The explanation for the seeming paradox of one platoon turning the tide against a superior enemy force lay, Major Williams said, in the artillery support he had received. The Rangers got that support primarily through one man, 1st Lt. Howard K. Kettlehut, a forward observer from CCR’s 56th Armored Field Artillery Battalion. The Rangers said Lieutenant Kettlehut was “the best man they ever worked with.” At one point this officer requested simultaneous support from almost every caliber of artillery in the American arsenal up to 8-inch and 240-mm. guns, a total of eighteen battalions. Lieutenant Kettlehut directed this fire not only to keep the Germans out of the hilltop positions but also to hem them in so that the infantry could destroy them with small arms and mortar fire. The key to his men’s resistance, Major Williams said, was artillery.

So certain was General Weaver that the back of the opposition in this sector had been broken that he ordered the remnants of CCR to withdraw from Bergstein during the night of 7 December. In the meantime, the 28th Infantry had renewed attempts to clear the woods south of

Page 463

Bergstein and had advanced almost to the southern exit of the village. No longer were the troops in Bergstein exposed to enemy fangs on any side.

By nightfall of 8 December, General Weaver had adjusted his lines in order to free a battalion of the 13th Infantry. This battalion went up Castle Hill, and the Rangers came down. The engagement had been but a two-day fight for the 2nd Ranger Battalion, yet it had made up in intensity what it lacked in duration. The Rangers had lost more than a fourth of their original strength—107 men wounded, 19 killed, and 4 missing.
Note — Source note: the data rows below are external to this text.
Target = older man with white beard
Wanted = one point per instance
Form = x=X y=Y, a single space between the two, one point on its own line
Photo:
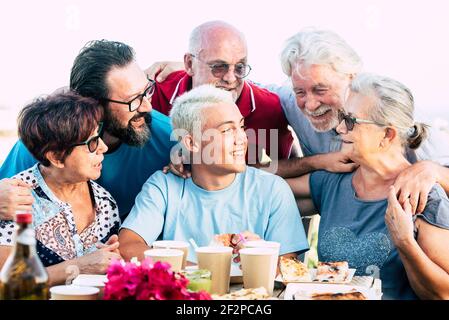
x=321 y=65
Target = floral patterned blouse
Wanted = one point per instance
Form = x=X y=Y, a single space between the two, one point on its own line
x=56 y=234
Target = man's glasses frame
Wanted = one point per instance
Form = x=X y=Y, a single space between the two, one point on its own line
x=220 y=69
x=135 y=103
x=350 y=120
x=93 y=142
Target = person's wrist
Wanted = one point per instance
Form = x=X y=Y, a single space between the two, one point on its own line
x=406 y=244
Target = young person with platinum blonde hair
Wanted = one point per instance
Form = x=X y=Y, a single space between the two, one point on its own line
x=361 y=221
x=222 y=196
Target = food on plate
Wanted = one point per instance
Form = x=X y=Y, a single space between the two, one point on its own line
x=245 y=294
x=293 y=270
x=353 y=295
x=332 y=271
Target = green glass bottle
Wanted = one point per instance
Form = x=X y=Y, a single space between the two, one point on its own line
x=23 y=276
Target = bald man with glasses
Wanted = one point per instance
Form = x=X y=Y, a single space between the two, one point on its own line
x=217 y=55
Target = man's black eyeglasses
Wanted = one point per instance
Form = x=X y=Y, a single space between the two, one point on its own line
x=135 y=103
x=93 y=142
x=241 y=70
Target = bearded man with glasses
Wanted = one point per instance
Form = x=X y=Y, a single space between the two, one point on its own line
x=138 y=138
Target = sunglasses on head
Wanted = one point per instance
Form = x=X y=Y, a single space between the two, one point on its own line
x=350 y=120
x=218 y=70
x=93 y=142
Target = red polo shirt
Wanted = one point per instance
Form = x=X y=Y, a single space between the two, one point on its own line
x=260 y=108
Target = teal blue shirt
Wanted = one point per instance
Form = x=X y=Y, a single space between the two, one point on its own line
x=173 y=208
x=124 y=171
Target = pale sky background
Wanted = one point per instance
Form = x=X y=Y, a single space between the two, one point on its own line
x=402 y=39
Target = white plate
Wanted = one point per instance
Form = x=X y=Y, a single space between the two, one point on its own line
x=305 y=290
x=312 y=272
x=235 y=270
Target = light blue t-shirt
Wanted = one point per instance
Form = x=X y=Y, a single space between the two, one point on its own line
x=124 y=171
x=173 y=208
x=354 y=230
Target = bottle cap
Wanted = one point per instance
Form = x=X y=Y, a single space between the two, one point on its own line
x=24 y=217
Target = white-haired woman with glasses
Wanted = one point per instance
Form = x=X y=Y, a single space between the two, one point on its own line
x=361 y=219
x=76 y=220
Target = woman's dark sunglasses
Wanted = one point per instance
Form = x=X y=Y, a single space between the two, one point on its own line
x=93 y=142
x=350 y=121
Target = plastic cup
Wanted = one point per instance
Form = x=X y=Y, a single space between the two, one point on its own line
x=72 y=292
x=174 y=244
x=259 y=267
x=171 y=256
x=218 y=261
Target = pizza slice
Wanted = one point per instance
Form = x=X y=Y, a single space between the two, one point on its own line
x=293 y=270
x=332 y=271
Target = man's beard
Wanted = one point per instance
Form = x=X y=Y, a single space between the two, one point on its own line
x=321 y=126
x=129 y=135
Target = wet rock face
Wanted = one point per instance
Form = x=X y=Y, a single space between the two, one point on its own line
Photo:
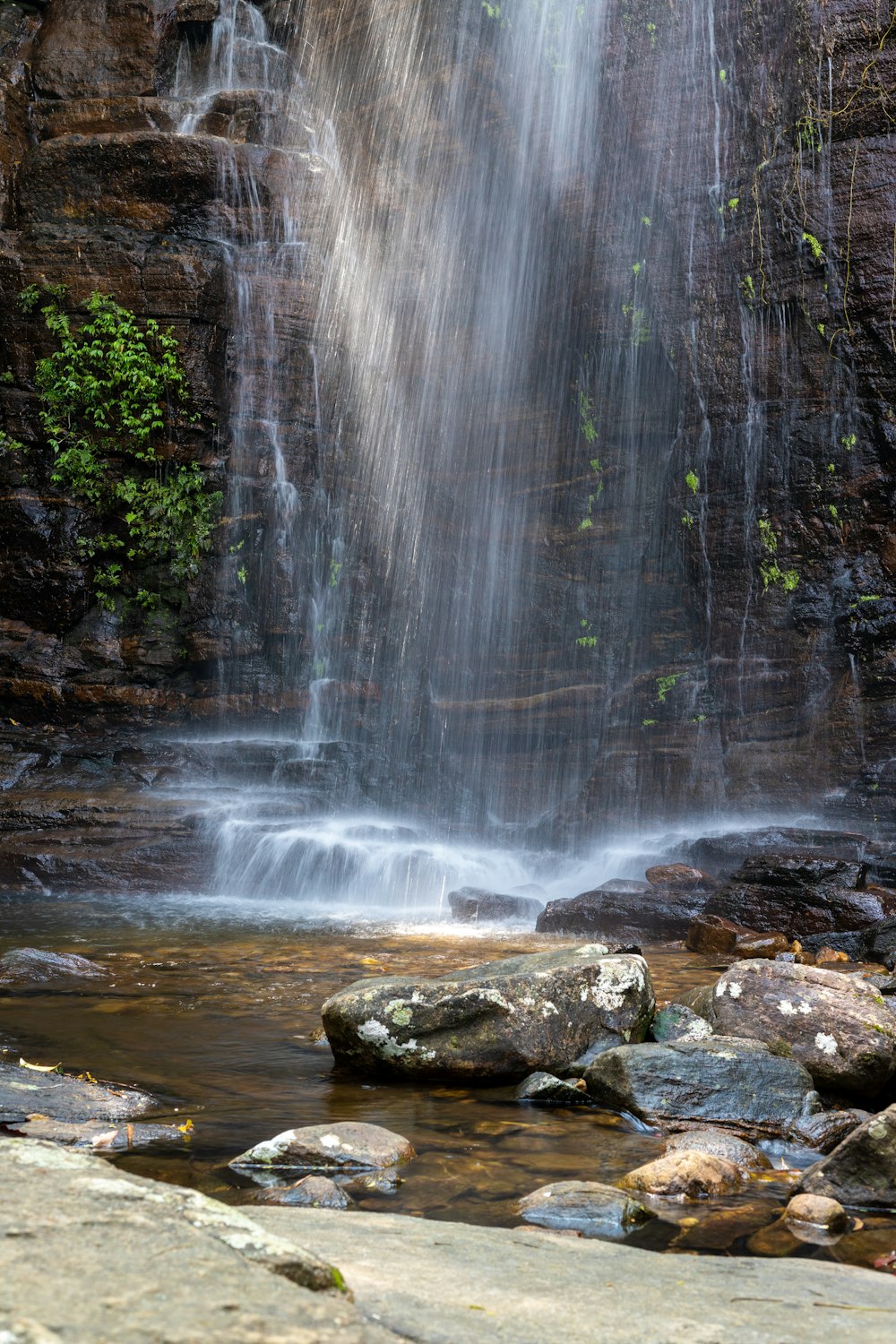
x=584 y=1207
x=837 y=1026
x=503 y=1019
x=861 y=1171
x=724 y=1080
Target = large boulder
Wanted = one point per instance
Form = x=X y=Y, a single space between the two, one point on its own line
x=861 y=1171
x=837 y=1026
x=720 y=1081
x=801 y=894
x=504 y=1019
x=657 y=913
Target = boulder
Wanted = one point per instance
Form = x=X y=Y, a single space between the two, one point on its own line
x=343 y=1147
x=470 y=905
x=818 y=1211
x=828 y=1128
x=24 y=1091
x=504 y=1019
x=31 y=965
x=651 y=913
x=799 y=895
x=719 y=1081
x=547 y=1090
x=837 y=1026
x=861 y=1171
x=718 y=1142
x=584 y=1206
x=685 y=1174
x=676 y=1021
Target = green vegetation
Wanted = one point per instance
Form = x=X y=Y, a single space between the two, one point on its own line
x=112 y=401
x=771 y=573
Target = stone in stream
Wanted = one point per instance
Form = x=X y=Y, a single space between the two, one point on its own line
x=721 y=1081
x=546 y=1090
x=801 y=895
x=685 y=1174
x=473 y=905
x=26 y=1091
x=645 y=911
x=584 y=1206
x=32 y=965
x=861 y=1171
x=837 y=1026
x=504 y=1019
x=719 y=1142
x=818 y=1211
x=347 y=1145
x=676 y=1021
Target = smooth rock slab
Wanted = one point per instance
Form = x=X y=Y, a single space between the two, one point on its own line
x=861 y=1171
x=452 y=1284
x=837 y=1026
x=584 y=1206
x=723 y=1081
x=343 y=1147
x=504 y=1019
x=685 y=1174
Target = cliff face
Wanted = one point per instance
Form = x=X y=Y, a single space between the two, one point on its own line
x=770 y=271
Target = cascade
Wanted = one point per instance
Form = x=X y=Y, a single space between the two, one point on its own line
x=473 y=502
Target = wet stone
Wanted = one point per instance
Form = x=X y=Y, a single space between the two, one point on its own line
x=546 y=1090
x=586 y=1207
x=676 y=1021
x=721 y=1081
x=818 y=1211
x=718 y=1142
x=343 y=1147
x=837 y=1026
x=685 y=1174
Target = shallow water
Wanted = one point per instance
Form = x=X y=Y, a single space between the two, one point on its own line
x=215 y=1012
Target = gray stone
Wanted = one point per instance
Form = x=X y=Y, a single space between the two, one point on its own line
x=473 y=905
x=343 y=1147
x=720 y=1144
x=498 y=1021
x=24 y=1091
x=93 y=1254
x=861 y=1171
x=34 y=965
x=677 y=1021
x=452 y=1284
x=837 y=1026
x=547 y=1090
x=721 y=1080
x=584 y=1206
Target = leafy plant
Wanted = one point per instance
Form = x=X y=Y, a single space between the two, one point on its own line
x=110 y=402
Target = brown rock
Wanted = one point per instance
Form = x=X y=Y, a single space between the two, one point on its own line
x=818 y=1211
x=685 y=1175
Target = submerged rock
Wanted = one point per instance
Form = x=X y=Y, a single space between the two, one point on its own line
x=584 y=1206
x=470 y=905
x=685 y=1174
x=718 y=1142
x=721 y=1080
x=347 y=1145
x=26 y=1091
x=547 y=1090
x=837 y=1026
x=861 y=1171
x=503 y=1019
x=34 y=965
x=677 y=1021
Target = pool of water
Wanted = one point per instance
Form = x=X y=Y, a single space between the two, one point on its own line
x=215 y=1010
Anyone who stood atop Castle Hill and looked south could have predicted with a fair amount of certainty the direction of the next effort by troops of the V Corps. For from Castle Hill, one can see Schmidt, and beyond Schmidt, the waters of the Roer backed up behind the Roer River Dams. After a day or so of skirmishing the 8th Division would be overlooking the west bank of the Roer in the little angle formed by the Kall River and the Roer. Much farther to the north, troops of the Ninth Army earlier had closed to the river, and First Army’s VII Corps could not be denied much longer. Unless those dams could be breached from the air, somebody would have to take them in a ground attack. That somebody obviously would be the V Corps.

“You can say,” said one officer of the 8th Division, “that we got to the Roer River by sheer guts.”49 A look at the casualty figures would bear him out. Total losses for the 8th Division, the 5th Armored Division’s CCR, and the 2nd Ranger Battalion were nearly 4,000, including approximately 1,200 felled by exposure or combat exhaustion. The 8th Division (and its attachments) would go down in the book as another victim of the Hürtgen Forest.